In its comments to HCFA, the Health Insurance Association of America (HIAA) said that scheduled 1998 payment increases to providers could "disappear" because the funding will be diverted to pay for the beneficiary education program in the form of "user fees" on participating health plans. Instead, the Administration should seek the authority to finance this program from the Medicare trust fund, says HIAA.
HIAA also opposes the 2% limit on payment increases to plans. "Simply stated, organizations cannot sustain such arbitrary limits on capitation rate increases," the association says.
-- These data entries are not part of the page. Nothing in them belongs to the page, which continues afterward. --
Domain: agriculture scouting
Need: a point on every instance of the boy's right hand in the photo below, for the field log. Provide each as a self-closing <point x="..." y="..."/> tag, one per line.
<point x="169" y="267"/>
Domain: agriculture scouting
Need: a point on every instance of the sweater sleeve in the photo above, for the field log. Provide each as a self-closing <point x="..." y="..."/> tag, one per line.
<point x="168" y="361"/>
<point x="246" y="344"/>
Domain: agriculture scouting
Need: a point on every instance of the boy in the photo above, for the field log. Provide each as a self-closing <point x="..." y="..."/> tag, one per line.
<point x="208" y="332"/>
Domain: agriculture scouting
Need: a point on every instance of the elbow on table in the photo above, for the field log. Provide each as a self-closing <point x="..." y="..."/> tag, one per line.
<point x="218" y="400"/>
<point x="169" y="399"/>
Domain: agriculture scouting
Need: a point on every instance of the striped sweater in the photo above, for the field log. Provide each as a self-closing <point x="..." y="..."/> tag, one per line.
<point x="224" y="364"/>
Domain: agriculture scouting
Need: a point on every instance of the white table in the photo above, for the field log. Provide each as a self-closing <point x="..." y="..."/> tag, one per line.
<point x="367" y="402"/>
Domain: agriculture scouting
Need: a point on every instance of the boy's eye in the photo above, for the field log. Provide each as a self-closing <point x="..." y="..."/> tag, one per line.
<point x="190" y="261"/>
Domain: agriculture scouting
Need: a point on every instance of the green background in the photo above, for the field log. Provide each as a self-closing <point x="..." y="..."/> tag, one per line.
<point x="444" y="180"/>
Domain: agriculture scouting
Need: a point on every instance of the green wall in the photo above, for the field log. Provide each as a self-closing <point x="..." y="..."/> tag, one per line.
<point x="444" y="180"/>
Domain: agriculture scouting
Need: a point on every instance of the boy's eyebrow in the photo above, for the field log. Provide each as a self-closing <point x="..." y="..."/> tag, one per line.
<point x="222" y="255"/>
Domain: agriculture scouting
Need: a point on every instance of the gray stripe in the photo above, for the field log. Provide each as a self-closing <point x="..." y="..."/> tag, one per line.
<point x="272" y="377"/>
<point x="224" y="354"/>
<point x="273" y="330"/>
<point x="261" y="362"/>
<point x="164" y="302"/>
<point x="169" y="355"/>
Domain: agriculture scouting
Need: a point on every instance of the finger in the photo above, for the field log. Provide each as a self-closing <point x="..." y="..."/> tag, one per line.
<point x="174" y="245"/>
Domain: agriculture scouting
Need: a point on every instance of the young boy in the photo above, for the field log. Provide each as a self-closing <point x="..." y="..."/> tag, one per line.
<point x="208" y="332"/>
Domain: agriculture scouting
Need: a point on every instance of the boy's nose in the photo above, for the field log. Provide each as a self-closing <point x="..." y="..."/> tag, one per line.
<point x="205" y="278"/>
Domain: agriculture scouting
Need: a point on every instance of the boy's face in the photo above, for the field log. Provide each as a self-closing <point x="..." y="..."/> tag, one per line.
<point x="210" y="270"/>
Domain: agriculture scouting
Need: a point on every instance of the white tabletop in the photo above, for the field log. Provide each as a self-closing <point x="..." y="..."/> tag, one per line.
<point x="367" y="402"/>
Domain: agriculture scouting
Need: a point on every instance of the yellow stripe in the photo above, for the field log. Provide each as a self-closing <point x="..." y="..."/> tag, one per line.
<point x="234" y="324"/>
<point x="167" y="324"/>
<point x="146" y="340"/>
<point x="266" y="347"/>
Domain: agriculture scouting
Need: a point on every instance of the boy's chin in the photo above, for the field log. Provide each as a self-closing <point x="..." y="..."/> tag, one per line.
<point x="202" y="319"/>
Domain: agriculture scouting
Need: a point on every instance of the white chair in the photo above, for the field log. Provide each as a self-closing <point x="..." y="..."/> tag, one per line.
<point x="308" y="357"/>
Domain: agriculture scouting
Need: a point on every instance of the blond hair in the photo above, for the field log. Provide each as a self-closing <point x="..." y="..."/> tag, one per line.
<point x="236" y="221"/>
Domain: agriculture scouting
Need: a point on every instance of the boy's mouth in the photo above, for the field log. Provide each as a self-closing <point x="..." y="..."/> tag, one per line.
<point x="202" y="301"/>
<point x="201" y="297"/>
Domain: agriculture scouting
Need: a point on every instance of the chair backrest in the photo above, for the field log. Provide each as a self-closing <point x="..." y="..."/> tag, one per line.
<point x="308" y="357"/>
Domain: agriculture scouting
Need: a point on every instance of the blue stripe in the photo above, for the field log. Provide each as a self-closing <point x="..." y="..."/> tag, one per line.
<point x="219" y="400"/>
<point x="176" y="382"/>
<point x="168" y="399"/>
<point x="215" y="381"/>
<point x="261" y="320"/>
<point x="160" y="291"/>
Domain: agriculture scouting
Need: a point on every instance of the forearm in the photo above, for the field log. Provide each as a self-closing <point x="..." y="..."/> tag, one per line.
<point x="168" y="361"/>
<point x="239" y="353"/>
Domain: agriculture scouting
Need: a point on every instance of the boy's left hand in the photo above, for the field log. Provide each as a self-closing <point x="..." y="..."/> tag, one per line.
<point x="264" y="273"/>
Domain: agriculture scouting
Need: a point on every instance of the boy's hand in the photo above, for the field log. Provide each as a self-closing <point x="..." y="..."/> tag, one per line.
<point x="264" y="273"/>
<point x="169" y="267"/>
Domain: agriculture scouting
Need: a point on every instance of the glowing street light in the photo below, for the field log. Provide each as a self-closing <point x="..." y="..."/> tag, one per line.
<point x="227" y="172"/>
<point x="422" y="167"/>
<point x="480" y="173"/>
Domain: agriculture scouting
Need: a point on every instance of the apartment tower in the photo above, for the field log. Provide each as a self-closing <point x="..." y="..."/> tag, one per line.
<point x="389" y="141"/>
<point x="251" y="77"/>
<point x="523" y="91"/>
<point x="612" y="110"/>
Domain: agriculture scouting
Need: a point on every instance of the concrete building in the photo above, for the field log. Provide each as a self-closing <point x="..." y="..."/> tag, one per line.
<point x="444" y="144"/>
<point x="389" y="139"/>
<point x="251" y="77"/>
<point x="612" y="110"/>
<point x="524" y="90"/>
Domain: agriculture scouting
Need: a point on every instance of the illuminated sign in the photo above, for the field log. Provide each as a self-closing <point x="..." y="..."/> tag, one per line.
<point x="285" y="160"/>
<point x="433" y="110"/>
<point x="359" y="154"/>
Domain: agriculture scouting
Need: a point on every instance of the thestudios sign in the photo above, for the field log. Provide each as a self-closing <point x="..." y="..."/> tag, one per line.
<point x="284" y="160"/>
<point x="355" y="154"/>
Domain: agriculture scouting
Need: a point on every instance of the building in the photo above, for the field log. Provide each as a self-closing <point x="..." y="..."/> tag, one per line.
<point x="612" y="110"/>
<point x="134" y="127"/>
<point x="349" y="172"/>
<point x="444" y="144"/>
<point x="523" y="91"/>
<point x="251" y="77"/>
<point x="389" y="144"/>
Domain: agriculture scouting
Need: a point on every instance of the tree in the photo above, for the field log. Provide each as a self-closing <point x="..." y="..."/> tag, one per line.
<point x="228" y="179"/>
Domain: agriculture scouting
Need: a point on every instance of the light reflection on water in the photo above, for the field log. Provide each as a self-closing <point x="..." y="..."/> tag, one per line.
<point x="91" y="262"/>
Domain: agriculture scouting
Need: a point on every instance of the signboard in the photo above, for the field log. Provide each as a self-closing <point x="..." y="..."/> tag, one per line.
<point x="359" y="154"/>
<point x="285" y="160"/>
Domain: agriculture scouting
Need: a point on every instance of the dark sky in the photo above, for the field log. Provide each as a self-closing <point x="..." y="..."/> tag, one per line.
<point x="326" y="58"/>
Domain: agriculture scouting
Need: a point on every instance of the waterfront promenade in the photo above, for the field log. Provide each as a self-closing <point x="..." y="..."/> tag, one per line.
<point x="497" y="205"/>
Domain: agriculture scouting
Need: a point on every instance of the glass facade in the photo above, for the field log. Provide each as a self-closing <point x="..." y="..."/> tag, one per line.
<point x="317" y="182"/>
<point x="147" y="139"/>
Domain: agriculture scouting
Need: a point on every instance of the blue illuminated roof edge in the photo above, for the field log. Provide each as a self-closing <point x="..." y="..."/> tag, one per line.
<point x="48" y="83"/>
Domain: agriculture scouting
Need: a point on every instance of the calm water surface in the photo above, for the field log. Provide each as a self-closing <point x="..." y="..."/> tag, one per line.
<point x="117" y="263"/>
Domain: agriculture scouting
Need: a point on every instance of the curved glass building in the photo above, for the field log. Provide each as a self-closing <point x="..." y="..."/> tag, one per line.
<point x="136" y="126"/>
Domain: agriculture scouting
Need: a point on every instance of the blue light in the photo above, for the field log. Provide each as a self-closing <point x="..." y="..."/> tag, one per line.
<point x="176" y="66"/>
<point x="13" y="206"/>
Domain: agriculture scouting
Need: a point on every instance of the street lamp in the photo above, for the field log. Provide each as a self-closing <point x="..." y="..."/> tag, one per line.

The capitated rate was set in the Balanced Budget Act of 1997 and implemented in the interim final rule. "HIAA is urging Congress to reconsider these artificial and arbitrary limits on capitation rate increases," the organization says. Without reconsideration, Medicare+Choice organizations may withdraw from the program or increase health plan premiums, leaving the program "only a shadow of what it has the potential to become," the association remarks.
Addressing concerns that HMOs would choose not to participate in Medicare+Choice, HIAA President-elect Chip Kahn said at a Sept. 17 press briefing that it will take three or four years to judge whether the program has been successful in attracting providers. He explained that the program would evolve, and noted he had spoken to "a number of companies" looking at various kinds of Medicare+Choice products.
Addressing a separate provision requiring plans to use encounter data for purposes of risk adjustment, HIAA requests that the agency seek a "less burdensome basis for [formulating] risk adjustment data," such as a survey-based approach. "Such requirements would create a significant hurdle for new entrants wishing to serve as Medicare contractors and might well deter participation," the association asserts. "We encourage HCFA to continue exploring alternative methodologies for risk adjustment."
After considering these and other comments, HCFA hopes to unveil any changes it feels are appropriate around the end of the year.